In March—just weeks after I raised the alarm—Yale New Haven Health notified my family that we had been hit on a second front. My two youngest sons’ information had been breached. Mine, their mothers’. SSN’s for the adults, no kids.
I was living in a digital crossfire. One breach threatening my nephew’s future, another exposing my daughter’s and sons’ identities.
So when I pressed my concerns to a neighbor—who happens to be friendly with the Secretary to the President of Yale—I was looking for an ally. I was looking for someone who understood the institutional failure happening around us.
Instead, she looked at me and said, “You’re going crazy, Evan... worry about yourself. my friend told me this was no big deal”
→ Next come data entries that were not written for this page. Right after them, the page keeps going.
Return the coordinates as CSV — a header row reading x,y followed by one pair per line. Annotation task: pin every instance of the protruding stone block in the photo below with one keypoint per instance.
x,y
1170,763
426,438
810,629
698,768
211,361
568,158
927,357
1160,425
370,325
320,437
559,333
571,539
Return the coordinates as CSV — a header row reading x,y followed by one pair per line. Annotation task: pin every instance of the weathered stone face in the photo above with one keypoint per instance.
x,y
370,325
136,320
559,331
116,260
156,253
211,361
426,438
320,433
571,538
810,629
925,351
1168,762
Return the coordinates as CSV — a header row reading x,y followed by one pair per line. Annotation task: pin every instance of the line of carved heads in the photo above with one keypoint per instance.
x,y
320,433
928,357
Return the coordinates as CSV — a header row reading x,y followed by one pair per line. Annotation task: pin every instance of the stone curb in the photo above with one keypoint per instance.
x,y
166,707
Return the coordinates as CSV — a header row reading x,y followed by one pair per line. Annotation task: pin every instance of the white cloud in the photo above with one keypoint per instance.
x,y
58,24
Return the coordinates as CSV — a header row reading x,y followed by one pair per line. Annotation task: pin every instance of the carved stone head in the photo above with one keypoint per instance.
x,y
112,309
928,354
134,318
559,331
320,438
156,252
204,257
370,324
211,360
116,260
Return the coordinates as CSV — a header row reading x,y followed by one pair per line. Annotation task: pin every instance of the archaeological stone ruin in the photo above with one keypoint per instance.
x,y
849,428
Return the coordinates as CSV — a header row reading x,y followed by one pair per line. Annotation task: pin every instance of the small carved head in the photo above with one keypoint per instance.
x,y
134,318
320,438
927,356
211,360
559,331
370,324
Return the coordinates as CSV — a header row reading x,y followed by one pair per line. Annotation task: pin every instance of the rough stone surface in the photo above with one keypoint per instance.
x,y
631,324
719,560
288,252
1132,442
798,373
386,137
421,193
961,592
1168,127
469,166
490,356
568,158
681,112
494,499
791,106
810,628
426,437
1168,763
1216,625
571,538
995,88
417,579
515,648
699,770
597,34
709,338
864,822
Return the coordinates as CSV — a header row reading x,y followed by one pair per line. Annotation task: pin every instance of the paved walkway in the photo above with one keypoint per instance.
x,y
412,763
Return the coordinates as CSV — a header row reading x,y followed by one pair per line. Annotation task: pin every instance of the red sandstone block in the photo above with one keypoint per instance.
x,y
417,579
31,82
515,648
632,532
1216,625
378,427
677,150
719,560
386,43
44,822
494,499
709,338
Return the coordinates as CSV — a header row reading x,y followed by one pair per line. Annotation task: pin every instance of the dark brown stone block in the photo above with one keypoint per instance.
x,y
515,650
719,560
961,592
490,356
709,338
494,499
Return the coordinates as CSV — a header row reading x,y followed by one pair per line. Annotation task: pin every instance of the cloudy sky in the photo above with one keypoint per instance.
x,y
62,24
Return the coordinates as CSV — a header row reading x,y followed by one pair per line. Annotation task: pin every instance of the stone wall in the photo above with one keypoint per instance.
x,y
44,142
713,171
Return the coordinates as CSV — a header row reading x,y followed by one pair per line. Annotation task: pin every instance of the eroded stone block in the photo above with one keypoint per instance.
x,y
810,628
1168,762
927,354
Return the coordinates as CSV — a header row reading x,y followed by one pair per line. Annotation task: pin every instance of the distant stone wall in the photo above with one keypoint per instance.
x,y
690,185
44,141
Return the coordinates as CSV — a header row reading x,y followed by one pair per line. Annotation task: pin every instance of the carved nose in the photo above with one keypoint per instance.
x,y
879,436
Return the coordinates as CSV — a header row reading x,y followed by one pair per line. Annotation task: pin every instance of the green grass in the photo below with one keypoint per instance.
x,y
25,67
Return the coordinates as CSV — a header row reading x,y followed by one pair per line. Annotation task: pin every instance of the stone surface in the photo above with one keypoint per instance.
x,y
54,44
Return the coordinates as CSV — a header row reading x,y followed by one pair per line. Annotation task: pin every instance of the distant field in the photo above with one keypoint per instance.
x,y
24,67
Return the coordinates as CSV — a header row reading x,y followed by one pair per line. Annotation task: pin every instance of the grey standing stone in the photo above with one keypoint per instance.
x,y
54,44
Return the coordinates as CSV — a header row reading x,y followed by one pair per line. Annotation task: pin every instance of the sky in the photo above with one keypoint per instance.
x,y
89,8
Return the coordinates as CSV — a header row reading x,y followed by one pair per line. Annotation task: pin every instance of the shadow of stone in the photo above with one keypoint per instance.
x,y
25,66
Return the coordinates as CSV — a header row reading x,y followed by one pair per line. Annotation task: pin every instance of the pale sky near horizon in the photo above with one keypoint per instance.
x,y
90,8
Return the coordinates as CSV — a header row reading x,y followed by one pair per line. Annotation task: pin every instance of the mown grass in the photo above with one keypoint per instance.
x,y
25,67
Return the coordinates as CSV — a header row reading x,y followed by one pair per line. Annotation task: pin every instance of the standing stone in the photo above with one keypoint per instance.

It was the perfect summary of the modern era. While our children’s data was being siphoned off to servers in Russian controlled territory of Ukraine and sold on the dark web, the institutions responsible for protecting them—from Bain Capital to the Ivy League—had the same advice: Stop complaining. Worry about yourself.
The Weaponized Future
I didn’t write those warnings in January to be right. I wrote them because I know what that data is for. Matthew Lane didn’t steal credit cards. He stole human telemetry. The behavioral flags, the medical accommodations, the attendance records—this is the raw material used to build psychological profiles. It is the data used to target a 9-year-old boy with content designed to radicalize or depress him.
The DOJ charges prove the breach was preventable. The timeline proves that corporate liability was prioritized over student safety. And the silence from our schools proves that apathy is the true vulnerability.
I’m not “crazy.” I’m a father who reads the fine print. And it’s time you started reading it too.